Frequently Asked Questions

What is the rotator cuff, and why does it hurt when I raise my arm?

The rotator cuff is a group of muscles and tendons that wrap around your shoulder. It helps you lift and rotate your arm. When these tendons get irritated or torn, it can cause pain, especially when you try to lift your arm overhead.

What’s the difference between tendinitis and bursitis?

Tendinitis is when the tendons in your shoulder become inflamed, often due to overuse. Bursitis is when the small, fluid-filled sacs (bursae) that cushion your shoulder joint get swollen and irritated. They often happen together and can cause pain when you move your arm.

What is ‘frozen shoulder’?

Frozen shoulder, also called adhesive capsulitis, is when the tissues around your shoulder joint get stiff and thick. This makes it very hard and painful to move your arm, making it feel ‘frozen’ in place.

Can arthritis cause shoulder pain when raising my arm?

Yes, arthritis in the shoulder joint can cause pain and stiffness. This happens when the smooth cartilage that covers the ends of your bones wears away, leading to friction and discomfort, especially with movement.

How do doctors figure out what’s causing my shoulder pain?

Doctors usually start by asking about your symptoms and medical history.
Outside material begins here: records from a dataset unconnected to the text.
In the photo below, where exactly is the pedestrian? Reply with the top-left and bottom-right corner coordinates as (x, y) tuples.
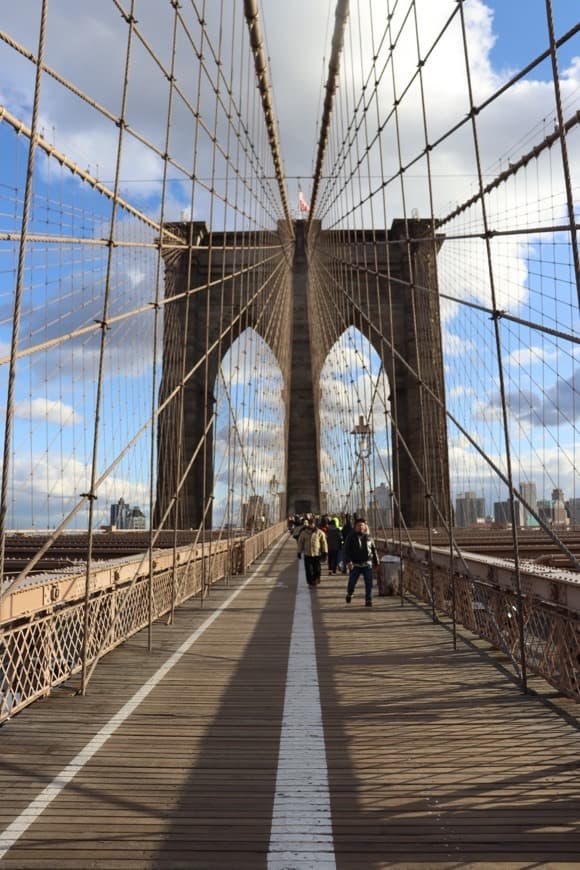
(298, 517), (328, 587)
(326, 517), (342, 574)
(344, 517), (379, 607)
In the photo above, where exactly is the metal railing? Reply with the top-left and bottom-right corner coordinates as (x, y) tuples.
(0, 523), (286, 722)
(382, 541), (580, 699)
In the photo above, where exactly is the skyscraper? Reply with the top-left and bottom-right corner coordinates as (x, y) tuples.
(520, 480), (538, 528)
(455, 492), (485, 529)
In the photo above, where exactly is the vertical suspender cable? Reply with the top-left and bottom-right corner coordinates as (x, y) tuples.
(81, 0), (136, 695)
(244, 0), (291, 226)
(0, 0), (48, 586)
(308, 0), (349, 227)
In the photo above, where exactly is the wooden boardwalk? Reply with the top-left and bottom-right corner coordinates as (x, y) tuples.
(0, 541), (580, 870)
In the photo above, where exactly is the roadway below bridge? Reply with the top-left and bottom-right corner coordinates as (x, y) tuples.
(0, 536), (580, 870)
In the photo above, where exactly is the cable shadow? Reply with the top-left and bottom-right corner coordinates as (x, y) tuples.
(315, 588), (580, 870)
(152, 553), (296, 870)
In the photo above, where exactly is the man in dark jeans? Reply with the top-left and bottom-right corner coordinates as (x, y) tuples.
(344, 517), (379, 607)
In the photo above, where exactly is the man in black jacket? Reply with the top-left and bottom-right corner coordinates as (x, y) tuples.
(344, 517), (379, 607)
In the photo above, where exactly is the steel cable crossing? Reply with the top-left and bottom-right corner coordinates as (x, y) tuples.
(0, 0), (580, 716)
(0, 0), (292, 691)
(309, 0), (579, 686)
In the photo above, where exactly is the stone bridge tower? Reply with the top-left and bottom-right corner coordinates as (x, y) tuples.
(154, 220), (448, 528)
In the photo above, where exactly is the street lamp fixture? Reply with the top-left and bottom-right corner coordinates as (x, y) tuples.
(350, 415), (372, 516)
(269, 474), (280, 523)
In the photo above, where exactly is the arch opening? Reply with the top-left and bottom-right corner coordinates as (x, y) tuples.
(213, 327), (287, 532)
(319, 327), (393, 532)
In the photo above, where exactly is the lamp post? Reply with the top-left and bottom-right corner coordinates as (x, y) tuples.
(270, 474), (280, 523)
(350, 415), (371, 516)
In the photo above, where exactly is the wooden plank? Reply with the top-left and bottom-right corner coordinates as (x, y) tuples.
(0, 543), (580, 870)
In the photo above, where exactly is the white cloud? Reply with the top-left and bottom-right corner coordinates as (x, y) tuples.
(506, 346), (558, 366)
(14, 397), (82, 426)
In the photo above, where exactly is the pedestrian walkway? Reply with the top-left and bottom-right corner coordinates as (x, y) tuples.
(0, 538), (580, 870)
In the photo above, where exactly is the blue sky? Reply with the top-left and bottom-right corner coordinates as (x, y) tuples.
(0, 0), (580, 523)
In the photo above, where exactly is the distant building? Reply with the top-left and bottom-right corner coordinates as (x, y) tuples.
(493, 499), (521, 526)
(552, 489), (570, 529)
(111, 498), (147, 529)
(455, 492), (485, 529)
(520, 480), (538, 528)
(111, 498), (129, 529)
(538, 499), (552, 526)
(125, 507), (147, 529)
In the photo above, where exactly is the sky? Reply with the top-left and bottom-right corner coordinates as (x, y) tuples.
(0, 0), (580, 528)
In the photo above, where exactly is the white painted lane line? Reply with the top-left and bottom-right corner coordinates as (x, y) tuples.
(268, 565), (336, 870)
(0, 536), (286, 860)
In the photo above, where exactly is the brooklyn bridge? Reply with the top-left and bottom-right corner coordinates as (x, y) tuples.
(0, 0), (580, 870)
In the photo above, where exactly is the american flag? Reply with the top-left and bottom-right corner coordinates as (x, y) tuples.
(298, 187), (310, 211)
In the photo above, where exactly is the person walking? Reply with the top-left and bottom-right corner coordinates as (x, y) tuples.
(326, 517), (342, 574)
(298, 517), (328, 586)
(344, 517), (379, 607)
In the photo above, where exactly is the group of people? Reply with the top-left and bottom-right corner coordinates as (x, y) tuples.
(289, 514), (379, 607)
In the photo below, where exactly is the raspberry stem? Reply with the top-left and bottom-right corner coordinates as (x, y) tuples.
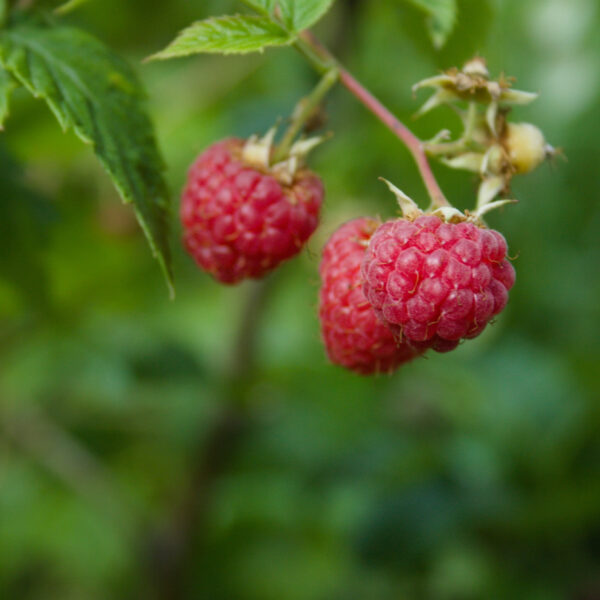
(273, 67), (339, 163)
(294, 31), (450, 207)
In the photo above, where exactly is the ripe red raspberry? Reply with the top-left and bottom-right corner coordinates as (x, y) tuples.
(362, 215), (515, 352)
(181, 139), (323, 284)
(319, 218), (417, 375)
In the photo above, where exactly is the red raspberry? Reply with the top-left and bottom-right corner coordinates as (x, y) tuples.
(362, 215), (515, 352)
(181, 139), (323, 284)
(319, 218), (417, 375)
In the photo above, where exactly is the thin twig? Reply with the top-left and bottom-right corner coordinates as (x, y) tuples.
(295, 31), (449, 206)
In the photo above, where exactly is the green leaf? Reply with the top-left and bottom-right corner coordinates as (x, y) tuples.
(151, 15), (293, 59)
(242, 0), (277, 17)
(54, 0), (89, 15)
(0, 22), (173, 293)
(0, 144), (57, 306)
(278, 0), (334, 32)
(0, 69), (17, 130)
(408, 0), (458, 48)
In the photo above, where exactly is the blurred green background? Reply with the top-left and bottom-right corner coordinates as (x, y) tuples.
(0, 0), (600, 600)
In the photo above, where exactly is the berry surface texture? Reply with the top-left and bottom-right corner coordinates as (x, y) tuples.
(319, 218), (418, 375)
(181, 138), (324, 284)
(362, 215), (515, 352)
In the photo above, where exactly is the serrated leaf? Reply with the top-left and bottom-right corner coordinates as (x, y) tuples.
(151, 15), (293, 59)
(242, 0), (277, 16)
(0, 22), (173, 291)
(408, 0), (458, 48)
(0, 69), (17, 130)
(54, 0), (89, 15)
(278, 0), (334, 32)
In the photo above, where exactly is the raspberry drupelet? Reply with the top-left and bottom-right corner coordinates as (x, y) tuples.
(181, 138), (324, 284)
(319, 217), (418, 375)
(362, 215), (515, 352)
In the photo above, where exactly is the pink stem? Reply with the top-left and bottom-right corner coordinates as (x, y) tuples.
(301, 31), (450, 206)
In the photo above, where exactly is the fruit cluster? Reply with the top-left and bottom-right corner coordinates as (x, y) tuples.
(181, 59), (553, 375)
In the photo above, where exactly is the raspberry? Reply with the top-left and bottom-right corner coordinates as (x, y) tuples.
(362, 215), (515, 352)
(181, 139), (323, 284)
(319, 218), (417, 375)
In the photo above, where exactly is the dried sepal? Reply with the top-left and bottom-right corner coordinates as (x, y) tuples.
(379, 177), (423, 220)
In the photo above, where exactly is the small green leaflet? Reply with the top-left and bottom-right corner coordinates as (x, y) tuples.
(0, 22), (173, 293)
(278, 0), (334, 32)
(408, 0), (458, 49)
(242, 0), (334, 33)
(150, 15), (293, 59)
(0, 69), (17, 130)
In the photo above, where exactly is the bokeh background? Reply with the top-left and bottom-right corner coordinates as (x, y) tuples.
(0, 0), (600, 600)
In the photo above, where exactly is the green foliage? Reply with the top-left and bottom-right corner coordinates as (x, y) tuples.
(0, 145), (55, 305)
(0, 0), (600, 600)
(242, 0), (335, 33)
(400, 0), (458, 48)
(55, 0), (89, 15)
(0, 17), (172, 286)
(278, 0), (334, 32)
(0, 69), (17, 129)
(151, 0), (334, 59)
(153, 15), (293, 59)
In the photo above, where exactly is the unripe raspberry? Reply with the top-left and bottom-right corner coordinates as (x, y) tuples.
(181, 139), (323, 284)
(319, 218), (417, 375)
(362, 215), (515, 352)
(503, 123), (549, 173)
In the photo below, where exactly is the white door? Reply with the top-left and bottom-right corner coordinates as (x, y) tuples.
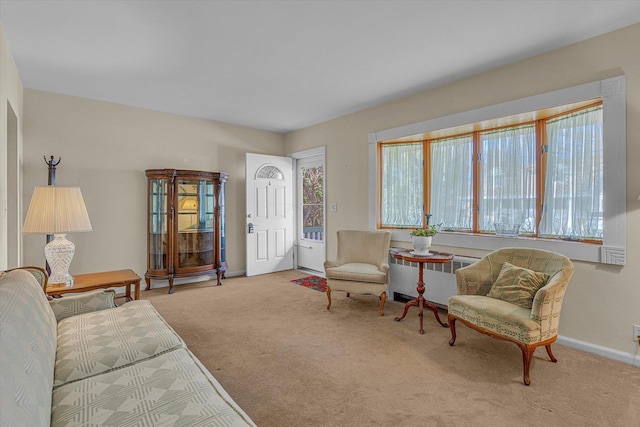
(296, 155), (325, 272)
(245, 153), (294, 276)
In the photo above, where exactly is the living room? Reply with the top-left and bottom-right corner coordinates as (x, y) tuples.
(0, 1), (640, 426)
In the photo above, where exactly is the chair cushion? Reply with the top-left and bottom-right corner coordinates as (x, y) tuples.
(325, 262), (387, 284)
(487, 262), (551, 308)
(448, 295), (541, 344)
(53, 300), (184, 387)
(51, 350), (255, 427)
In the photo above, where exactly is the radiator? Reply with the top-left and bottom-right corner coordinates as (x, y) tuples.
(389, 252), (478, 308)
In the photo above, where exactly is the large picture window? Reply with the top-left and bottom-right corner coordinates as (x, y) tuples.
(378, 101), (603, 242)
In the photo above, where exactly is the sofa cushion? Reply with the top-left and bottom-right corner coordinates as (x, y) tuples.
(487, 262), (551, 308)
(325, 262), (387, 284)
(51, 348), (255, 427)
(53, 300), (184, 387)
(448, 295), (541, 344)
(0, 270), (56, 427)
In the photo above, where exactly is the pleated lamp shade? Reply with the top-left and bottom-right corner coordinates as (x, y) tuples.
(22, 185), (92, 234)
(22, 185), (91, 287)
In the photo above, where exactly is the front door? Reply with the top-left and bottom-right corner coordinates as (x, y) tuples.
(296, 155), (325, 272)
(245, 153), (294, 276)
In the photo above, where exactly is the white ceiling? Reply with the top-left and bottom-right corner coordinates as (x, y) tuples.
(0, 0), (640, 132)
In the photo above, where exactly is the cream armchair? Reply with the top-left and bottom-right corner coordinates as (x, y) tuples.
(324, 230), (391, 316)
(448, 248), (573, 385)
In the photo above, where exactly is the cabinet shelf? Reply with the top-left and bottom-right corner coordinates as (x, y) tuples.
(145, 169), (228, 293)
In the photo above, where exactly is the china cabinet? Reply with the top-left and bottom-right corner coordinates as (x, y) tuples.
(144, 169), (228, 294)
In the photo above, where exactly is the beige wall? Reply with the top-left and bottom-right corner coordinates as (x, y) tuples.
(285, 25), (640, 360)
(0, 27), (22, 270)
(23, 89), (284, 285)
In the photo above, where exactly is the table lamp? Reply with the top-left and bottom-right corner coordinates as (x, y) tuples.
(22, 185), (91, 288)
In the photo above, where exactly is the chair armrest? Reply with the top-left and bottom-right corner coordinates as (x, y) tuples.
(378, 261), (390, 285)
(456, 258), (493, 295)
(49, 289), (117, 322)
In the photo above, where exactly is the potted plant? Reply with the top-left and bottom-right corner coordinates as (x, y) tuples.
(411, 224), (440, 255)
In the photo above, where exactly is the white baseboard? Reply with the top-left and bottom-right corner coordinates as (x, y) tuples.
(556, 335), (640, 368)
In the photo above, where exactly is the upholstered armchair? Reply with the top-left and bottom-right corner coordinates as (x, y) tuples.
(448, 248), (573, 385)
(324, 230), (391, 316)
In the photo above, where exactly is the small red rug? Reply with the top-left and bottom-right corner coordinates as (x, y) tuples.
(291, 276), (327, 292)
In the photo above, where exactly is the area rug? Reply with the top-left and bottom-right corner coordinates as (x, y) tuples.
(291, 276), (327, 292)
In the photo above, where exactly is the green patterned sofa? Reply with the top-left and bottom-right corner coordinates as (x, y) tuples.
(448, 248), (573, 385)
(0, 270), (255, 427)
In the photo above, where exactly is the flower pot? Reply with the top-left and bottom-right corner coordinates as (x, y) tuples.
(411, 236), (433, 255)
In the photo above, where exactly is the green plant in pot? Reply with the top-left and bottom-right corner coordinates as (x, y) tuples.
(411, 224), (440, 255)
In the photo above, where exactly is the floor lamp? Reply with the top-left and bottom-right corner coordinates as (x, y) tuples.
(22, 185), (91, 287)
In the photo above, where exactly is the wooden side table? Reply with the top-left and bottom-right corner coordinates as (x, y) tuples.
(45, 270), (140, 301)
(392, 251), (454, 334)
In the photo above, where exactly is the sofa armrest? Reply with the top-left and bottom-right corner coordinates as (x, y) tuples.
(456, 258), (493, 295)
(49, 289), (117, 322)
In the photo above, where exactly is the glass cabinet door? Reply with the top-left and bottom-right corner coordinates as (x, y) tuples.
(149, 179), (168, 270)
(175, 178), (215, 270)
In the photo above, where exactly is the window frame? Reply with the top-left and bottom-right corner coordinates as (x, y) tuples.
(368, 76), (626, 265)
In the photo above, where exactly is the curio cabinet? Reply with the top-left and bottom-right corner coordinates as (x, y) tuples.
(144, 169), (228, 293)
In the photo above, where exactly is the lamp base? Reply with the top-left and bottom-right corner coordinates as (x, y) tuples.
(44, 234), (76, 288)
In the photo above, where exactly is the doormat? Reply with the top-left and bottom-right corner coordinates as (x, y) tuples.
(291, 276), (327, 292)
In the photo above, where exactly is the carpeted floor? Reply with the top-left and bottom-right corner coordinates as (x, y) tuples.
(290, 276), (327, 292)
(142, 271), (640, 427)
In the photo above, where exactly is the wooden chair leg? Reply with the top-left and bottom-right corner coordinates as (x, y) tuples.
(544, 344), (558, 363)
(519, 344), (536, 385)
(380, 292), (387, 316)
(447, 314), (456, 347)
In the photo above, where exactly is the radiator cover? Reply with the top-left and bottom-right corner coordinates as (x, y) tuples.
(389, 256), (478, 308)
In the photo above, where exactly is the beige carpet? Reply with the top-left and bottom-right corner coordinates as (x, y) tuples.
(142, 271), (640, 427)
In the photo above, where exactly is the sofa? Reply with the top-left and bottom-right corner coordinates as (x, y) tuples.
(0, 269), (255, 427)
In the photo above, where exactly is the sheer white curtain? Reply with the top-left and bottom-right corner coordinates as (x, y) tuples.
(380, 142), (424, 228)
(429, 135), (473, 230)
(540, 106), (603, 239)
(478, 125), (536, 233)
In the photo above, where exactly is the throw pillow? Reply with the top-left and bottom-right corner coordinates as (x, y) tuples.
(487, 262), (551, 308)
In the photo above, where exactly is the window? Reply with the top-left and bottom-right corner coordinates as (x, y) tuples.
(369, 76), (626, 265)
(379, 101), (603, 241)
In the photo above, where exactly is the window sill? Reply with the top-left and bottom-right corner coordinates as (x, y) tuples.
(391, 230), (625, 265)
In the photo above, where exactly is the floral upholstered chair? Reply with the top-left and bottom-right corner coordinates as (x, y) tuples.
(324, 230), (391, 316)
(448, 248), (573, 385)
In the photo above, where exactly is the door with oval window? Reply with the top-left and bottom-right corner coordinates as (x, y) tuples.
(296, 155), (325, 273)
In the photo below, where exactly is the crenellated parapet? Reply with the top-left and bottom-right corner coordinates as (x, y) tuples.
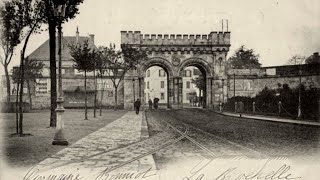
(121, 31), (230, 47)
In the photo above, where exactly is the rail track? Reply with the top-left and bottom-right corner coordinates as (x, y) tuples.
(41, 109), (267, 173)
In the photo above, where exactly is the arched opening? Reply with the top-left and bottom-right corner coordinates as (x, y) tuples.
(182, 64), (207, 108)
(143, 65), (170, 108)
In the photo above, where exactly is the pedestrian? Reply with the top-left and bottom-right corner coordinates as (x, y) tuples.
(148, 99), (152, 109)
(134, 98), (141, 114)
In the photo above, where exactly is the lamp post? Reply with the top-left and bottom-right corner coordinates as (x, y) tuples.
(52, 0), (69, 145)
(132, 78), (136, 107)
(297, 67), (301, 119)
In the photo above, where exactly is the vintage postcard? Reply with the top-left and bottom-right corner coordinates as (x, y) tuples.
(0, 0), (320, 180)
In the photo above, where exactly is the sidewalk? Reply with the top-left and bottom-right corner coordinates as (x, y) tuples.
(214, 110), (320, 127)
(30, 111), (156, 180)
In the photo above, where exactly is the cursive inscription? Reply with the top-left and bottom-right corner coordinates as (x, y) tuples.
(182, 159), (301, 180)
(23, 167), (82, 180)
(95, 168), (156, 180)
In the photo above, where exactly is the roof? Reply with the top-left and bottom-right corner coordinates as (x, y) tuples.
(28, 36), (97, 61)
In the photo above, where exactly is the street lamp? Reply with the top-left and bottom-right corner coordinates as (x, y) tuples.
(52, 0), (68, 146)
(132, 78), (136, 103)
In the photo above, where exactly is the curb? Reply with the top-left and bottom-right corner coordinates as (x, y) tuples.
(213, 111), (320, 127)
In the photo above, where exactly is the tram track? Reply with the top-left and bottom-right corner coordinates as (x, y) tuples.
(36, 109), (267, 173)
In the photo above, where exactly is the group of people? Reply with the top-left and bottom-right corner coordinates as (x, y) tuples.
(148, 98), (159, 109)
(134, 98), (159, 114)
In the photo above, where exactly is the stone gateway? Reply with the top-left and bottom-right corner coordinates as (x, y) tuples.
(121, 31), (230, 109)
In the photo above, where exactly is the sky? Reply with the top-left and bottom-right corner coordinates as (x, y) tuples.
(0, 0), (320, 74)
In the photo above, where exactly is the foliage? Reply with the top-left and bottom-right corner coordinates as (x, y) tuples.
(0, 1), (23, 65)
(228, 45), (261, 69)
(121, 44), (148, 72)
(11, 59), (44, 83)
(97, 44), (147, 109)
(225, 84), (320, 119)
(69, 41), (96, 72)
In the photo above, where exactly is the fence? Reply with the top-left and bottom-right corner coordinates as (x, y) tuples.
(223, 86), (320, 120)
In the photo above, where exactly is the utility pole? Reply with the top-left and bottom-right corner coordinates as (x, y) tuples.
(297, 64), (301, 119)
(233, 73), (237, 112)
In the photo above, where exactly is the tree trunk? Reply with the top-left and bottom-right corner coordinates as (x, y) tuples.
(49, 20), (57, 127)
(19, 52), (24, 136)
(198, 89), (202, 107)
(100, 83), (104, 116)
(27, 79), (32, 109)
(84, 71), (88, 120)
(114, 86), (118, 111)
(4, 65), (11, 103)
(93, 70), (97, 117)
(15, 80), (20, 134)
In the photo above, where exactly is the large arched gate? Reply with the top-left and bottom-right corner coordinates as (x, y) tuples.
(121, 31), (230, 109)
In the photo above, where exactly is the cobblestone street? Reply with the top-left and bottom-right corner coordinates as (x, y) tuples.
(13, 110), (317, 180)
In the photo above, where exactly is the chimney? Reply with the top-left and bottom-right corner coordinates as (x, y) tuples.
(76, 26), (79, 44)
(89, 34), (94, 44)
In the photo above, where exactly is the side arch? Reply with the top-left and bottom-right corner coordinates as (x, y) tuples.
(178, 57), (213, 77)
(139, 57), (174, 77)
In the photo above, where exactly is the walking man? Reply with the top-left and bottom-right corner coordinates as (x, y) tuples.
(134, 98), (141, 114)
(148, 99), (152, 110)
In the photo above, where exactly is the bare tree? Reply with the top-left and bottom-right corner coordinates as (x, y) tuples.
(0, 1), (24, 102)
(69, 41), (96, 120)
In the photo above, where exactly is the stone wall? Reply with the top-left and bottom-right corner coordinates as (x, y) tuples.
(13, 78), (124, 109)
(227, 64), (320, 98)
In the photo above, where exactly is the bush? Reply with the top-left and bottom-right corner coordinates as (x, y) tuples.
(0, 102), (30, 113)
(224, 84), (320, 119)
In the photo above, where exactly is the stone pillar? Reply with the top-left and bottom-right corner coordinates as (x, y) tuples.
(123, 76), (137, 110)
(177, 77), (183, 108)
(167, 77), (174, 108)
(210, 77), (216, 109)
(173, 77), (178, 105)
(139, 77), (146, 105)
(206, 77), (212, 109)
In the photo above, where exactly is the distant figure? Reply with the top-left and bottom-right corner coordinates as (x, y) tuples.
(153, 98), (160, 109)
(134, 98), (141, 114)
(148, 99), (152, 109)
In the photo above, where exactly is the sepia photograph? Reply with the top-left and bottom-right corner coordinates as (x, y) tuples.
(0, 0), (320, 180)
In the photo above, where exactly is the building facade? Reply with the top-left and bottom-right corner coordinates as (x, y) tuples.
(144, 66), (200, 104)
(2, 29), (123, 109)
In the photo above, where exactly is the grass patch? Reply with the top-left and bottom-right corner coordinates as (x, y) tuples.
(0, 109), (127, 167)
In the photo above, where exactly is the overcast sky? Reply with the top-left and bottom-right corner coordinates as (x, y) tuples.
(2, 0), (320, 72)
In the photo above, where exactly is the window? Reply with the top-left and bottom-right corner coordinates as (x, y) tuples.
(218, 57), (222, 68)
(184, 70), (191, 77)
(159, 69), (166, 77)
(187, 81), (190, 89)
(65, 68), (74, 75)
(161, 81), (164, 88)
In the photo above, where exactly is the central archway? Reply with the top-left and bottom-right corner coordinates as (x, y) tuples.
(139, 57), (173, 108)
(178, 57), (213, 108)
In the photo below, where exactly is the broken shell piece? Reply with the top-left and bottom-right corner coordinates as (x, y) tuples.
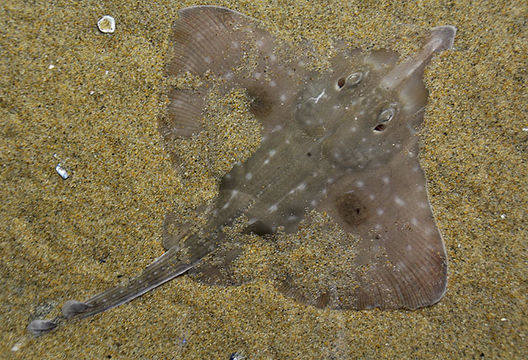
(62, 300), (91, 319)
(97, 15), (115, 34)
(28, 320), (57, 336)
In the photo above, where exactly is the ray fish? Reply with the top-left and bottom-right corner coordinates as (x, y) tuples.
(29, 6), (456, 335)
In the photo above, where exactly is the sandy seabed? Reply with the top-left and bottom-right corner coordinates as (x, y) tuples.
(0, 0), (528, 359)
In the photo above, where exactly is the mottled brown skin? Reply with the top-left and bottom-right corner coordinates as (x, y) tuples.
(30, 6), (455, 334)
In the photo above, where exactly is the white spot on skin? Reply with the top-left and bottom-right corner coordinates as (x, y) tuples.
(394, 195), (405, 206)
(309, 89), (326, 104)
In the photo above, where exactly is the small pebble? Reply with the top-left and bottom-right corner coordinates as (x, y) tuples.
(97, 15), (115, 34)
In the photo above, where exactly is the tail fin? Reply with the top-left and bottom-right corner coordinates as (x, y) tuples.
(28, 247), (205, 336)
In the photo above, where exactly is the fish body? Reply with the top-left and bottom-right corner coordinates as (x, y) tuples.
(29, 6), (455, 334)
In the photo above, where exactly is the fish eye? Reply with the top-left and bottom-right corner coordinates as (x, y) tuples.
(373, 105), (396, 133)
(378, 106), (396, 123)
(374, 124), (387, 132)
(346, 71), (363, 87)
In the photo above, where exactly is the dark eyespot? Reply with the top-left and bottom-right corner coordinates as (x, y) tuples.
(374, 124), (387, 132)
(378, 106), (396, 123)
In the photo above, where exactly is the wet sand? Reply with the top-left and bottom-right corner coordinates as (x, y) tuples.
(0, 0), (528, 359)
Then, they’ll examine your shoulder, checking its movement and strength. Sometimes, they might use X-rays, MRIs, or ultrasounds to get a better look inside.

What are some simple things I can do at home for shoulder pain?

For mild pain, resting your arm and avoiding activities that make it worse can help. Over-the-counter pain relievers like ibuprofen can reduce swelling and discomfort. Applying ice for 15-20 minutes several times a day can also offer relief.